Да, правы, решил он, смотря на двух маленьких сестер, перебиравших четки, эти милые девушки, что не ищут постижения сущего и без долгих дум молятся от всего сердца Богоматери и Сыну.

Из всех Житий Святых, ими прочитанных, они убедились, что лишь Иисус и Мария являлись избранникам Божиим, принося им утешение и подкрепление.

О чем же я, в сущности, думаю? Разве молить Сына не значит в то же время молить двух других? Три лица едины, и, молясь одному из них, человек молится всем трем! И однако Ипостаси особы, так как если сама по себе божественная сущность едина и проста, то проявляется она в отдельности трех Лиц… Но раз навсегда, зачем исследовать непостижимое?

«Пусть так, – размышлял он, вспоминая свое недавнее свидание с аббатом. – Но чем кончится все это? Если аббат понял верно, то я не принадлежу уже более себе. Я стою на пороге неизвестности, и она страшит меня. Если б замолкли только прихоти моих пороков!.. Но нет, не уйти мне от яростных приливов плоти. Ах! Эта Флоранс!.. – И он задумался о продажной женщине, пленившей его своею извращенностью. – Попрежнему разгуливает она в моем мозгу. Раздевается за опущенным занавесом моего взора, и я отдаюсь позорной слабости, когда думаю о ней».

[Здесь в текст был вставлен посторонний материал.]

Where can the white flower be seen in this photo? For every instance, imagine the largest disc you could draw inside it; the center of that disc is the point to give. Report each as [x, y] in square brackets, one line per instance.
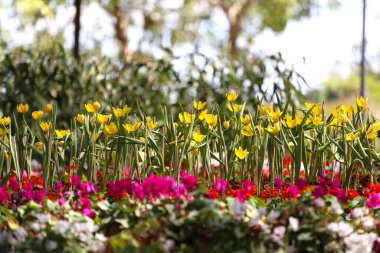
[319, 202]
[336, 208]
[239, 209]
[273, 215]
[368, 223]
[293, 224]
[51, 245]
[360, 243]
[357, 212]
[342, 228]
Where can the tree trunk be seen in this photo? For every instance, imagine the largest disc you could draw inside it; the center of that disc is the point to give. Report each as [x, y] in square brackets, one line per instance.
[121, 27]
[76, 50]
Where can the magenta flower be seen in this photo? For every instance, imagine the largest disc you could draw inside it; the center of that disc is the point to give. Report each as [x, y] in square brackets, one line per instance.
[373, 200]
[221, 185]
[4, 195]
[301, 184]
[278, 183]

Еще раз пытался он отогнать ее видение, но она смеялась пред ним, распростертая и нагая, и его волю распаляло одно стремление к ней.

Он презирал и даже ненавидел ее, и однако его дурманил ее безумный бред. Пресыщенный ею и собой, расставаясь с ней, клялся, что не вернется, и, однако, возвращался, сознавая, что после нее покажутся скучными все остальные. Грустно вспоминал он женщин изысканнее, обаятельнее Флоранс, женщин страстных, вожделеющих; но по сравнению с этой блудницей, беззастенчиво чарующей, все остальные, казалось, походили на бесцветные букеты, издавали бледный аромат!

Чем больше раздумывал он, тем сильнее убеждался, что некоторые из них не в состоянии дать такого блаженного бесстыдства, изготовить таких едких яств.

Ему грезилось, как она протягивает свой рот, простирает руку, готовая схватить.

Дюрталь отпрянул.

– Какой срам! – воскликнул он.

Но сон не исчез, и блудница воплотилась в одну из сестер, нежный профиль которой обрисовывался перед его глазами.

Закрыв глаза, медленно, с перерывами, смакуя, раздевал ее, и под бедной одеждой чувствовал знакомые формы Флоранс.

Вдруг встрепенулся, вернулся к действительности, увидел себя в Сен-Сюльпис, в церкви. «Что за мерзость осквернять храм своими уродливыми призраками! Нет, лучше уйти».

Он вышел, потеряв голову.

«Последнее время я не преступаю целомудрия, уж не потому ли разбушевалась моя страсть? А что, если пойти к Флоранс и, до пресыщения упившись ее телом, разрушить у нее все оковы моего мозга, все покушения моих нервов, победить желания, умертвить раз навсегда чары ее плоти!»

Но тут же он должен был сознаться в неразумности своего замысла. Разве не знал он по опыту, что распутство неистощимо, и что сладострастие тем ненасытнее, чем более его питать.

«Нет, аббат прав. Задача моя – обрести и хранить целомудрие. Но как? Молиться? Разве возможно это, если нагие женщины осаждают меня даже в храмах?

Непотребство не покидало меня на улице Глясьер. Здесь оно преследует и душит меня вновь. Чем защищаться? Но как ужасно это одиночество, когда нет никакой опоры, когда не знаешь ничего, чувствуя, как падают в безмолвную пустоту исторгнутые молитвы, и ни жеста в ответ, ни слова ободрения, ни единого знака! О, если б знать, здесь ли Он, внимает ли тебе! Аббат хочет, что бы я ожидал указаний велений свыше! Но увы! Пока я получаю их лишь снизу!»

Научи меня творить волю Твою, ибо Ты – Бог мой (лат.).